Kalbim artık yoldan geçenin duyabileceği bi seviyeye geldiğinde Jackson elleri cebinde yanıma geldi.
"S.sen gitmemiş miydin?" Ahh neden heycanlanınca kekelerdim ki.
"Yanlış yoldan gitmiştim." Onaylarcasına kafamı olumlu yönde salladığımda koluma girerek evime doğru yürütmeye başladı. Koluma girmişti. O benim koluma. Inanamıyorum. Kol kola yürüyoruz şu an. Eve kadar nasıl dayanacağım ben?
"Marco olayı nasıl gidiyor? Unuttun demi'' Beni düşüncelerimden kurtaran ses gelmişti. Marco olayında da kalbimde açtığı derin yara gitmişti bile.
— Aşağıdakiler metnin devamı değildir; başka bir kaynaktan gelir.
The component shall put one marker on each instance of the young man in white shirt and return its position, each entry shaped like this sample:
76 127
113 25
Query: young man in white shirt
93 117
Hatta senden hoşlanmaya başlamıştım gerizekalı. Hatta belki daha fazlası. Bi dakkaya az önce ben ilk defa kendime ondan hoşandığımı itiraf mı etmiştim? Yani hal ve hareketlerimle hoşlandığımı biliyordum ama kendime bunu ilk defa söylemiştim. Ilk defa itiraf etmiştim. Ama ondan daha önemli bir şey vardı. Jackson Marco olayını nerden biliyordu. Ona söyleiğimi hatırlamıyorum. Çünkü söylememiştim!!
''Sen Marco'yu nerden biliyosun?'' Ağızından kaçırdığını anlamış olacak ki yüzü şekilden şekile girmişti. Bana baktığında cevap bekleyen gözlerle ona baktım.
''Stoney anlatmıştı.'' Peki neden? Neden anlatma gereği duymuştu ki? Tabi bunları Jackson'a sormayacaktım. Neden sormadığımı bende bilmiyordum açıkcası. Şu ortamı Marco olayıyla bozmak istemediğinden dolayı galiba.
Kısa bir sessizlikten sonra çenesini tutamayıp konuşan yine ben olmuştum tabiki.
''Ee hayat nasıl gidiyor? Okul,pizza işi falan'' Acaba sormasa mıydım? Hata mı yapmıştım. Rahatsız olabilirdi sonuçta. Onu üzmek istemezdim.
Kolumdan çıkarak yürürken ''okul gayet iyi. En başta zaten siz varsınız. Yani okula geldiğimde beni aranıza aldınız ben dışlanıcağımı zannederken. Mutluyum o yüzden derslerde iyi zaten. İş olayı karışık biraz. Oranın iş sahibiyle kavga ettik. Bende sinirlendim istifamı verdim. Ordan sonra tabi iş bulma çabalarım oldu. Ama pek uzun sürmedi. İki güne buldum.'' Demişti.
''Ne işi yapıyorsun şu an?''
''Bi yerde araba tamirhanesinde.'' şaşırdığımı çok belli etmiş olmalıydım ki ''öyle bakma. Gayet iyi bir yer.'' demişti. Belki de gerçekten iyi bir yerdir. Olabilirdi yani.
"Iyi o zaman" bu sırada eve ulaşmıştık zaten. Yol mu kısıldı ne? Biraz daha konuşmak istiyordum onla. Sesinin biraz daha kulaklarımı doldurmasını.
"Geldik" maalesef.
"Neyse görüşürüz yarın o zaman" deyip gitti.